Lara
La última cosa que vi fueron sus hombros envueltos en el chal de cachemira.
Abrió la puerta, entró sin volverse y la cerró rápidamente. No sé y nunca sabré si dudó por un momento, si cambió de idea por un instante, siempre me he engañado pensando que sí. Engañado.
Me quedé plantado allí, perdido, esperando a que esa puerta se abriese de nuevo, esperando a que el móvil sonase, a que me llegase un mensaje, cualquier señal. No sucedió nada.
Un sabor amargo en la boca. Desilusión. Rabia porque me había pillado por sorpresa y no había sabido reaccionar. Por haber sufrido y aceptado resignado. Pero ¿qué otra cosa podía hacer? Estábamos en dos planos diferentes: ella era racional, yo, emotivo. La lógica contra la pasión, las garantías para el futuro y el amor en el presente. ¿Por qué? ¿Qué había sucedido, qué había cambiado de repente? ¿Adónde habían ido a parar la complicidad, las sonrisas, la ternura, los besos, las caricias? Habíamos estado bien juntos, ¡estábamos bien juntos! ¿Qué había cambiado? No lo entendía.
¿Y por qué ese beso sin motivo, largo, apasionado? No era un beso de despedida. Demostraba deseo, pasión, nostalgia. Nostalgia por un vuelo que apenas acababa de empezar.
Estaba en la calle. Por única compañía el olor de la noche y un cigarrillo. Me había vuelto a quedar solo.
Entré en un bar: Bacardi Reserva. Pagué y salí. Cigarrillo. Me aovillé sobre el capó de un viejo coche esperando todavía que sucediese algo. Pero no fue así. Quizá cambie de idea y me llame. No llamó. Apuré el Bacardi. Alcé la mirada hacia el ventanal de su casa que daba a la plaza Eroi del Mare, vi que la luz se apagaba.
¿Por qué?, me preguntaba. ¿Y por qué me afectaba tanto? No era la primera vez que concluía una historia. ¿Por qué en esa ocasión todo era tan diferente?
¡¡¡Que te den por culo!!! Exploté. Rabia, incapacidad de sufrir, de no esperar nada, de quedarme solo, en silencio.

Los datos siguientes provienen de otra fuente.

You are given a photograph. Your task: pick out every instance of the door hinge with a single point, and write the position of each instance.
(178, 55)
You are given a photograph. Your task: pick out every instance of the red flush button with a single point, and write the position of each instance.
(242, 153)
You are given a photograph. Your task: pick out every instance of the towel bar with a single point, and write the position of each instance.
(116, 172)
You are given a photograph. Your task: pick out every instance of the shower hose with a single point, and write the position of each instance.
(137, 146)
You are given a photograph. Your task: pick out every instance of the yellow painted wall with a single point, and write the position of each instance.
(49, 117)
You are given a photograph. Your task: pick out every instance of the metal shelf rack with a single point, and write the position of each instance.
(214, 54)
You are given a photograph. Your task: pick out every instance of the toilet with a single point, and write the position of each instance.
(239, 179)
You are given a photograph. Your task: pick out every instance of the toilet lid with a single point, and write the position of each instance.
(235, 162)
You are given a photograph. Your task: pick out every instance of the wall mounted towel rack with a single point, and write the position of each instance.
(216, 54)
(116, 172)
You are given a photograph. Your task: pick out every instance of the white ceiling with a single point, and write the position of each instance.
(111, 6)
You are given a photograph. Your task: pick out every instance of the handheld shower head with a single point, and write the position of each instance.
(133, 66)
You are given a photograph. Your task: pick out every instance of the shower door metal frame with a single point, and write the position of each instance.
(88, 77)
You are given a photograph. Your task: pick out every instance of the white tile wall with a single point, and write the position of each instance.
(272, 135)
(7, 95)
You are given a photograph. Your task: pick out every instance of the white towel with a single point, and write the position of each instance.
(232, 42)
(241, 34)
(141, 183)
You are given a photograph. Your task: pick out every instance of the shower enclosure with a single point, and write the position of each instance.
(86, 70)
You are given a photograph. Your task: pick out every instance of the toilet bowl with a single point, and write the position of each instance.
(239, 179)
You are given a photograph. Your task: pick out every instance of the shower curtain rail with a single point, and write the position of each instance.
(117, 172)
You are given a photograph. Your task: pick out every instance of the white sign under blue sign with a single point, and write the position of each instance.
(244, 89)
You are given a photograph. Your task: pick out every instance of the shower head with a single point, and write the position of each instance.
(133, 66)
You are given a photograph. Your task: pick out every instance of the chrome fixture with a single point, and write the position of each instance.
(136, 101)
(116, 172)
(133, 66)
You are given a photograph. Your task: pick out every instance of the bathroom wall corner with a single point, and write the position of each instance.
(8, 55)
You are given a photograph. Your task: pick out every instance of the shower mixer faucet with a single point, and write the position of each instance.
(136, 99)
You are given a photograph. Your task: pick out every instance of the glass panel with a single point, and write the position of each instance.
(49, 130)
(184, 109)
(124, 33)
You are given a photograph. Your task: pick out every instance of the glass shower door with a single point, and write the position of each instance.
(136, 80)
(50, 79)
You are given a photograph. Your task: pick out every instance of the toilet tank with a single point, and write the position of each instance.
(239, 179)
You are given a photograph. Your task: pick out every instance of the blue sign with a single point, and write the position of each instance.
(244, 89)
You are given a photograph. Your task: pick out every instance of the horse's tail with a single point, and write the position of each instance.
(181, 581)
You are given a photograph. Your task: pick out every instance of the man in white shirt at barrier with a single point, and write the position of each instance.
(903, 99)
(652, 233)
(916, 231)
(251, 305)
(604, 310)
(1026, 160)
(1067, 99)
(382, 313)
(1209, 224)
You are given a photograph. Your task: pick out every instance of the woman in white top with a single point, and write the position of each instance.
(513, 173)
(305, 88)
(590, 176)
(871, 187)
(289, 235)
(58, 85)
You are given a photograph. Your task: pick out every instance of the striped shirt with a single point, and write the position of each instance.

Cogí el maldito móvil que seguía callado: desbloqueé el teclado, menú, agenda, busca. L, Lea. No, ¡a la mierda! Lara. ¡Llama! Estaba encendido y libre, sonó durante cierto tiempo. Al final respondió.
—¿Has acabado de trabajar? —Sobraban las presentaciones.
—¡Hola, Chopin! ¡Me alegro de oírte!
—Tengo ganas de un poco de compañía. ¿Puedo ir a tu casa o es tarde?
—Claro que puedes, tú siempre eres bienvenido. Aunque trae algo de beber.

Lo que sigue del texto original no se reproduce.